• Sunday, April 16, 1944

    My dearest Kitty,
    Remember yesterday's date, since it was a red-letter day for me. Isn't it an important day for every girl when she gets her first kiss? Well then, it's no less important to me. The time Bram kissed me on my right cheek or Mr. Woudstra on my right hand doesn't count. How did I suddenly come by this kiss? I'll tell you.
    Last night at eight I was sitting with Peter on his divan and it wasn't long before he put an arm around me. (Since it was Saturday, he wasn't wearing his overalls.) "Why don't we move over a little, " I said, "so I won't keep bumping my head against the cupboard."
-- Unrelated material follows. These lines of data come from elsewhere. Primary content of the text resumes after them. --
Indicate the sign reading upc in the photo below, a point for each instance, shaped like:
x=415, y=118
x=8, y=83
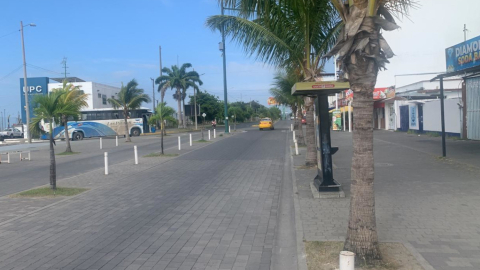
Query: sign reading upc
x=35, y=86
x=464, y=55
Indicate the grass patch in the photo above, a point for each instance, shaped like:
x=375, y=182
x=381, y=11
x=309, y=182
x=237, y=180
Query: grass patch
x=160, y=155
x=67, y=153
x=432, y=134
x=303, y=167
x=48, y=192
x=325, y=256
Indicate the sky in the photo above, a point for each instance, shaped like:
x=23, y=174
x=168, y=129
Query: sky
x=111, y=44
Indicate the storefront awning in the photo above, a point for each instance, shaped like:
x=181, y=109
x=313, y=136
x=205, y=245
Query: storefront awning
x=344, y=109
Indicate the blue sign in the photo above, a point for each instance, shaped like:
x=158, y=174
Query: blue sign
x=413, y=116
x=464, y=55
x=35, y=86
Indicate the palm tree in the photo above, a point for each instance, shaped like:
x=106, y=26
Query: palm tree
x=72, y=96
x=363, y=51
x=178, y=79
x=129, y=98
x=287, y=34
x=162, y=112
x=282, y=91
x=51, y=108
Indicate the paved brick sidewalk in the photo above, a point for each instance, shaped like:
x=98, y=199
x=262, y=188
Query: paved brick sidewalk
x=175, y=215
x=432, y=205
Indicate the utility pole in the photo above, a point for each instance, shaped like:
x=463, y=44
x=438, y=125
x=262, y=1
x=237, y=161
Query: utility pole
x=64, y=62
x=162, y=125
x=195, y=105
x=25, y=87
x=222, y=48
x=153, y=92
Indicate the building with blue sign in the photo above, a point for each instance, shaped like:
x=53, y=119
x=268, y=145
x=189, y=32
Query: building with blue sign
x=98, y=93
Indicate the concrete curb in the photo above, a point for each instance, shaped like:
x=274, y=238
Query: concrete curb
x=301, y=254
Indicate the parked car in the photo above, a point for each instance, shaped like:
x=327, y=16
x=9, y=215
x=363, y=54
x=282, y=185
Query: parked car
x=11, y=133
x=266, y=123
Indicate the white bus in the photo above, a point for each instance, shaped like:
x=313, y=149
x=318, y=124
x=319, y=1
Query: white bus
x=104, y=122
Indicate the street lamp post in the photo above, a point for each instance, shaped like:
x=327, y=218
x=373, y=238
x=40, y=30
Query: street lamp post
x=25, y=87
x=153, y=91
x=222, y=48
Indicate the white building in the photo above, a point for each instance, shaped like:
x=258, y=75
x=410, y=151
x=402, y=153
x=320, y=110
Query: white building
x=427, y=89
x=98, y=93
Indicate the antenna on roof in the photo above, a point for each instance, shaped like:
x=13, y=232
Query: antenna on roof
x=64, y=62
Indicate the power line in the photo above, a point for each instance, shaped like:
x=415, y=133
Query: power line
x=9, y=33
x=37, y=67
x=12, y=72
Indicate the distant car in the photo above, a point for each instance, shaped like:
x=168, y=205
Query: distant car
x=11, y=133
x=265, y=123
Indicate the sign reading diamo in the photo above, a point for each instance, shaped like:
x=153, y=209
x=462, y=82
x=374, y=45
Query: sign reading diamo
x=464, y=55
x=35, y=86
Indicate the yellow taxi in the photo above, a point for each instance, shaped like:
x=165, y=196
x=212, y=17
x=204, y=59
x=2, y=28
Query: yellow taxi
x=266, y=123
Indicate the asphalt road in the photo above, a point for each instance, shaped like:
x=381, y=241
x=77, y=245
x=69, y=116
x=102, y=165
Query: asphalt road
x=19, y=176
x=227, y=205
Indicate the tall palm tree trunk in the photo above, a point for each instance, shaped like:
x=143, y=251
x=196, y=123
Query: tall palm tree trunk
x=127, y=134
x=311, y=156
x=179, y=105
x=162, y=126
x=67, y=138
x=362, y=231
x=183, y=114
x=299, y=134
x=53, y=167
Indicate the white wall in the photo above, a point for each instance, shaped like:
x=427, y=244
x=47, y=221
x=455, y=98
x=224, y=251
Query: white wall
x=431, y=116
x=92, y=89
x=428, y=85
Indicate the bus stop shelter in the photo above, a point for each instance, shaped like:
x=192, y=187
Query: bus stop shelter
x=324, y=181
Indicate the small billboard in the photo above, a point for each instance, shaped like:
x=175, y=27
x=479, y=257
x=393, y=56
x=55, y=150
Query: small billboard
x=272, y=101
x=464, y=55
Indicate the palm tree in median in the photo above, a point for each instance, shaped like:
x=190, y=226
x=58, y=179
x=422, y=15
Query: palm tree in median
x=162, y=112
x=72, y=96
x=179, y=79
x=129, y=98
x=282, y=92
x=287, y=34
x=50, y=108
x=363, y=51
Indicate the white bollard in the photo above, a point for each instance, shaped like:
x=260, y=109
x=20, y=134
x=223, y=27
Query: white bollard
x=347, y=260
x=136, y=154
x=106, y=163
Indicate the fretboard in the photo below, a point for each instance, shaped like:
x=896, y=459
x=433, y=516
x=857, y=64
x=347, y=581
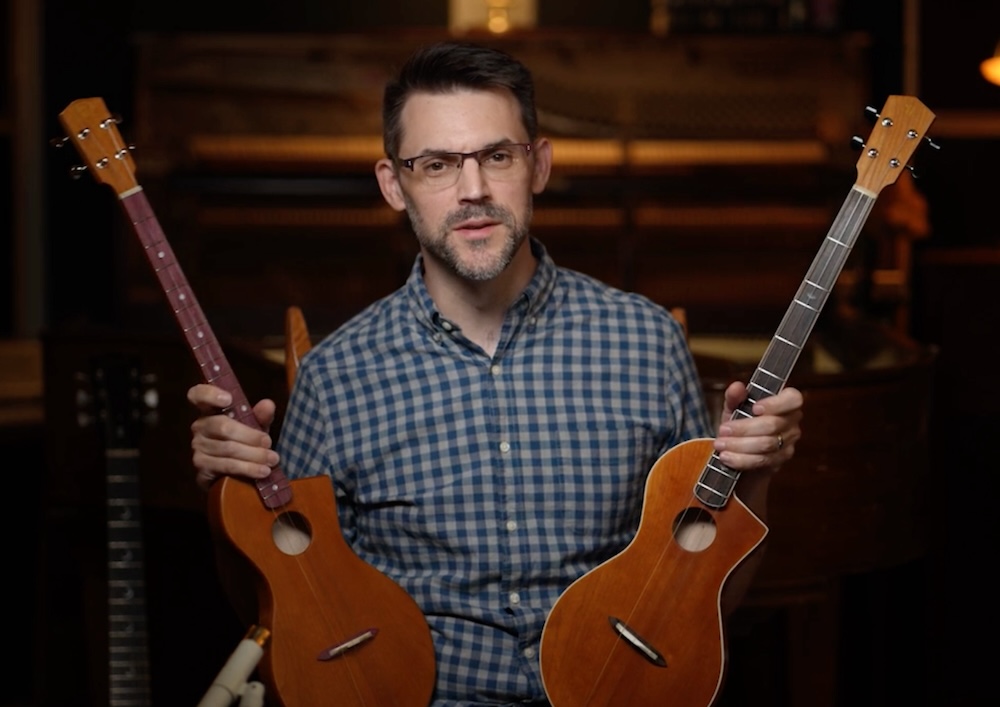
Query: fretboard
x=717, y=481
x=275, y=490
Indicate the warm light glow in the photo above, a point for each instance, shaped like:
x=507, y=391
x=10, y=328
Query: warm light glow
x=991, y=69
x=494, y=16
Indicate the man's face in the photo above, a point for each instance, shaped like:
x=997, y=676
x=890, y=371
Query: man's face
x=474, y=226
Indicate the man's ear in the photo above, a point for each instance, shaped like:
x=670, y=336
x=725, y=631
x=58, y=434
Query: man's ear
x=388, y=182
x=543, y=165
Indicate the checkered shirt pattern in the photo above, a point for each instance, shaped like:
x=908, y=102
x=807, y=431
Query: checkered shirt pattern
x=485, y=485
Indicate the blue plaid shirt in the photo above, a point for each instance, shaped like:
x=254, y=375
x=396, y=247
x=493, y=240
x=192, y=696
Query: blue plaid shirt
x=485, y=485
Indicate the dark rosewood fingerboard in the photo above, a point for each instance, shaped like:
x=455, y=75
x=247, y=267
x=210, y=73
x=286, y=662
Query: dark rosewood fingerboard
x=274, y=490
x=717, y=481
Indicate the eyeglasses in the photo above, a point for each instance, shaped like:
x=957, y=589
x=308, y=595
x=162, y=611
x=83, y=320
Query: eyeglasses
x=440, y=170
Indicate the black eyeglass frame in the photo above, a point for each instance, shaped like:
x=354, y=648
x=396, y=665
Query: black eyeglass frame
x=463, y=156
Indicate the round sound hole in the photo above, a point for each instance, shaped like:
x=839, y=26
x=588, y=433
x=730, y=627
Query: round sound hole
x=291, y=533
x=694, y=529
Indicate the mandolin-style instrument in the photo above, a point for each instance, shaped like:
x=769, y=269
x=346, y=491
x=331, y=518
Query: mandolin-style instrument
x=341, y=632
x=645, y=628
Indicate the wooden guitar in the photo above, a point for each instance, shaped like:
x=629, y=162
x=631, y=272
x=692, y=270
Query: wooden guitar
x=117, y=392
x=645, y=627
x=341, y=632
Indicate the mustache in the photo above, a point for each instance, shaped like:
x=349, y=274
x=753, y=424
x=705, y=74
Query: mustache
x=475, y=211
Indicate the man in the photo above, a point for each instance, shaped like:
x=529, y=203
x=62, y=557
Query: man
x=488, y=427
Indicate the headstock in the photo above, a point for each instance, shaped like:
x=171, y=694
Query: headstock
x=94, y=132
x=900, y=129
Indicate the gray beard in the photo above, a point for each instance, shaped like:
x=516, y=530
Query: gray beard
x=439, y=246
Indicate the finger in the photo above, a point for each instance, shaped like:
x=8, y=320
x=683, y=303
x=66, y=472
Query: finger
x=209, y=398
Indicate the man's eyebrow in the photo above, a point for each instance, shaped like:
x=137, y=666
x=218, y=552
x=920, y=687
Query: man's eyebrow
x=489, y=146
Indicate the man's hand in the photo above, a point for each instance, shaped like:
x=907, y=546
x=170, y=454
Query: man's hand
x=226, y=447
x=764, y=441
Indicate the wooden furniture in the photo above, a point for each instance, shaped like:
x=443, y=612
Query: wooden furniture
x=686, y=168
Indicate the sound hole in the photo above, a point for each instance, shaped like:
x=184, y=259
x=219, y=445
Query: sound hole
x=291, y=533
x=694, y=529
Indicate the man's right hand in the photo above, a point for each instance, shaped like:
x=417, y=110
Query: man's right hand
x=224, y=446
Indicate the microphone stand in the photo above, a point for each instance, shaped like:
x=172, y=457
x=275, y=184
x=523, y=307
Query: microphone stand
x=233, y=682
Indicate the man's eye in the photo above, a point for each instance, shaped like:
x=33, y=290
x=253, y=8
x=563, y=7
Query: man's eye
x=435, y=166
x=500, y=157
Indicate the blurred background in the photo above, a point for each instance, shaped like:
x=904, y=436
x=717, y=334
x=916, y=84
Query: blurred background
x=702, y=150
    He moved so far over he was practically in the corner. I slipped my arm under his and across his back, and he put his arm around my shoulder, so that I was nearly engulfed by him. We've sat like this on other occasions, but never so close as we were last night. He held me firmly against him, my left side against his chest; my heart had already begun to beat faster, but there was more to come. He wasn't satisfied until my head lay on his shoulder, with his top of mine. I sat up again after about five minutes. but before long he took my head in his hands and put it back next to his. Oh, it was so wonderful. I could hardly talk, my pleasure was too intense; he caressed my cheek and arm, a bit clumsily, and played with my hair. Most of the time our heads were touching.
    I can't tell you, Kitty, the feeling that ran through me.
    I was too happy for words, and I think he was too.
    At nine-thirty we stood up. Peter put on his tennis shoes so he wouldn't make much noise on his nightly round of the building, and I was standing next to him. How I suddenly made the right movement, I don't know, but before we went downstairs, he gave me a kiss, through my hair , half on my left cheek and half on my ear. I tore downstairs without looking back, and I long so much today.
    Sunday morning, just before eleven.